Why $V_{K_\epsilon}^*|_{K_\epsilon}\equiv 0$?

Question

Here are few corollaries I was reading in Pluripotential theory by M. Klimek. Here $V_K$ is the extremal function.

1. If $\{K_j\}$ are compact sets with $K_{j+1}\subset K_j$ and $K:=\cap_j K_j$, then $\lim_{j\rightarrow \infty} V_{K_j}=V_{K}$;
2. For $K$ compact, $V_{K}$ is lower semicontinuous;
3. For $K$ compact, if $V^*_{K}|_K \equiv 0$ then $V_{K}$ is continuous on $\mathbb{C}^d;$
4. For $K$ compact, $V_{K_\epsilon}$ is continuous and $\lim_{\epsilon \rightarrow 0} V_{K_\epsilon}=V_{K}$, where $K_\epsilon:=\{z: dist(z,K)\leq \epsilon\}$.
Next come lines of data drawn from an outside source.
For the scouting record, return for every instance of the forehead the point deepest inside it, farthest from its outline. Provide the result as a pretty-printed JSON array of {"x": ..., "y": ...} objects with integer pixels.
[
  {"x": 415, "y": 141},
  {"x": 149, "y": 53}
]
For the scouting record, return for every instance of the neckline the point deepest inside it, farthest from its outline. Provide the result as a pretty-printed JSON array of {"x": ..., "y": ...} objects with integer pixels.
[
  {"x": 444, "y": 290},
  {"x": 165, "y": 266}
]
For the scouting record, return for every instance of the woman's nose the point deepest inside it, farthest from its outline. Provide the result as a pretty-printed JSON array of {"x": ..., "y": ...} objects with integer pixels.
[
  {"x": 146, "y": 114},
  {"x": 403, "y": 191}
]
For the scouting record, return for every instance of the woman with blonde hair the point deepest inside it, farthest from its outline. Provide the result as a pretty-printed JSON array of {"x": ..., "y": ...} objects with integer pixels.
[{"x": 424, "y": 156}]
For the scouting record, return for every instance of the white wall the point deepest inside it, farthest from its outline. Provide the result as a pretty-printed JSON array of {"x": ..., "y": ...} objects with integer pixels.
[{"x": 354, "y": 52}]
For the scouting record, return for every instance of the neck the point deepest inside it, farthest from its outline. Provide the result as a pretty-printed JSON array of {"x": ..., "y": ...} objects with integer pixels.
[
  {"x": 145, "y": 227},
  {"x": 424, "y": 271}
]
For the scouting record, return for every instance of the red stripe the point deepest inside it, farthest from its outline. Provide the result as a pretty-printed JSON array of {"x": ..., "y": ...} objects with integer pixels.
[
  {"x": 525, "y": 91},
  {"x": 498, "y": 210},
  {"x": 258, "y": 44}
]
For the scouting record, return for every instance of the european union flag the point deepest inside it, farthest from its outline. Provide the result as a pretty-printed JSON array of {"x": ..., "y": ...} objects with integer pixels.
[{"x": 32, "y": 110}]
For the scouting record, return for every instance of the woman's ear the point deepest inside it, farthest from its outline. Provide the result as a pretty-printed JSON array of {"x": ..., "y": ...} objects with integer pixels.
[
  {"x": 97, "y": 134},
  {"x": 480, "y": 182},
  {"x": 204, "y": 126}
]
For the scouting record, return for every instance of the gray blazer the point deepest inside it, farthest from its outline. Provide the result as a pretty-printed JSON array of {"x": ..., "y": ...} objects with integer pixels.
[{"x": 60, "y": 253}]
Klimek states proofs of all except the 4th one. Since $K_\epsilon$ is compact, we have $\lim_{\epsilon \rightarrow 0} V_{K_\epsilon}=V_{K}$ by 1st one. However, to prove that $V_{K_\epsilon}$ is continuous, we need to show that $V^*_{K_\epsilon}|_{K_\epsilon}\equiv 0$ so we can use 2nd one. But I am having trouble to show it. Could someone please help me to figure it out?

Answer 1

$\textbf{Propositision.}$ If $K$ is compact, then $V_{K}$ is lower semicontinuous in $\mathbb{C}^{d}$.
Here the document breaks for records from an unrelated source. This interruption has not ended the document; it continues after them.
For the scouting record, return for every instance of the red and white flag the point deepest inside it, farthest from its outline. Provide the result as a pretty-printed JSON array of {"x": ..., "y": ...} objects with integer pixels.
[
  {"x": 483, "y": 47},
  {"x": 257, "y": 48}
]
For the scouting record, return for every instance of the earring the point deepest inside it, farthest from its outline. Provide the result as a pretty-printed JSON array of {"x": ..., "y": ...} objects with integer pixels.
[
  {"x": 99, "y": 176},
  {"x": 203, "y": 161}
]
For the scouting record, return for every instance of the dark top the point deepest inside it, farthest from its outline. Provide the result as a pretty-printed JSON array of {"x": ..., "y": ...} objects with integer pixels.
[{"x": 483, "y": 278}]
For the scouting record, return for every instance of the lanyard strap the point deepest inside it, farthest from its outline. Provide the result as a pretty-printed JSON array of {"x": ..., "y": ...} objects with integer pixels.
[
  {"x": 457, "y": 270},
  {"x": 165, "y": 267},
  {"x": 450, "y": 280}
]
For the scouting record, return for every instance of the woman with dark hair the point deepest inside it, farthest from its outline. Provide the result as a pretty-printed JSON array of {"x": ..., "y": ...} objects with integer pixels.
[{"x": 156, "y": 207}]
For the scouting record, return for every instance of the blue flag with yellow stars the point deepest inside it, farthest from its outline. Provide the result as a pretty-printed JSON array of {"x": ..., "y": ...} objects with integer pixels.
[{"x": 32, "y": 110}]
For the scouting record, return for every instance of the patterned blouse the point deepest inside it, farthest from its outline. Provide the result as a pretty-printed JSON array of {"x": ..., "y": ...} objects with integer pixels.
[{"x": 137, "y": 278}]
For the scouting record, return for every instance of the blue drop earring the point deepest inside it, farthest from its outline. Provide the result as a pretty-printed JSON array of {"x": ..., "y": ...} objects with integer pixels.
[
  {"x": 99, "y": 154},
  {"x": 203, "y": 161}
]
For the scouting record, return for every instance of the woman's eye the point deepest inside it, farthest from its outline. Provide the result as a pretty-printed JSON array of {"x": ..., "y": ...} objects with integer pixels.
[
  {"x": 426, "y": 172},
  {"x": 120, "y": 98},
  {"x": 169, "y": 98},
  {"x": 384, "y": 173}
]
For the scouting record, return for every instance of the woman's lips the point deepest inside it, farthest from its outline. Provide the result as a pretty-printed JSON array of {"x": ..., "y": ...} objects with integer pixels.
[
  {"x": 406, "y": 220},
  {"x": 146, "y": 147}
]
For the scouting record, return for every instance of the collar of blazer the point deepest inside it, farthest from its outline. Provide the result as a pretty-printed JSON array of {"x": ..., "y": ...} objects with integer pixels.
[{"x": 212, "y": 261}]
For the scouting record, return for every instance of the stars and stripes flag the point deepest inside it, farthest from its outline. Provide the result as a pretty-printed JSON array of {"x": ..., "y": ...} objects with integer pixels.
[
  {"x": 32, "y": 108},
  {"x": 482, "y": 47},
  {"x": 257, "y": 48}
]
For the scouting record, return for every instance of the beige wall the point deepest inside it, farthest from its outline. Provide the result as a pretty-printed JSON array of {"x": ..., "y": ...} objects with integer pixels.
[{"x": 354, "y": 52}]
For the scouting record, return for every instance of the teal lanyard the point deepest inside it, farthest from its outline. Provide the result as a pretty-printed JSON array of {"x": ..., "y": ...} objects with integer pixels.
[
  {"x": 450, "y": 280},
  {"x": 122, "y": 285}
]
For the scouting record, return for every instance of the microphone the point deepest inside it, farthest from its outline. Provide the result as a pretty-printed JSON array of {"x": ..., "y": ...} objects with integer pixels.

Proof. Fix $u \in L(K)$ and $\varepsilon>0$. By the compactness of $K$ one can find $j=j(\varepsilon)>0$ so small that $u_{j}=u*w_{j}\le\varepsilon$ on $K$. Hence $u_{j}-\varepsilon\in L(K)$ and so $u_{j}-\varepsilon\le V_{K}$ in $\mathbb{C}^{n}$. It follows that $V_{K}$ is an upper envelope of continuous functions $u*w_{j}-\varepsilon$, where $u \in L(K),\ \ \varepsilon>0,\ \ j=j(\varepsilon, u)>0$. Therefore $V_{K}$ is lower semicontinuous.

Answer 2

Define $u_{j}(z):=0-\frac{1}{j}.$ Note that $u_{j}(z)\in L(K_{\varepsilon})$. Consequently, $V^{*}(z,K_{\varepsilon})|_{K_{\varepsilon}}=\{\sup\{u(z): u(z)\in L(K_{\varepsilon})\},\ z\in K_{\varepsilon}\}^{*}=\{\sup\limits_{j}\{u_{j}(z),\ z\in K_{\varepsilon}\}^{*}\equiv 0$.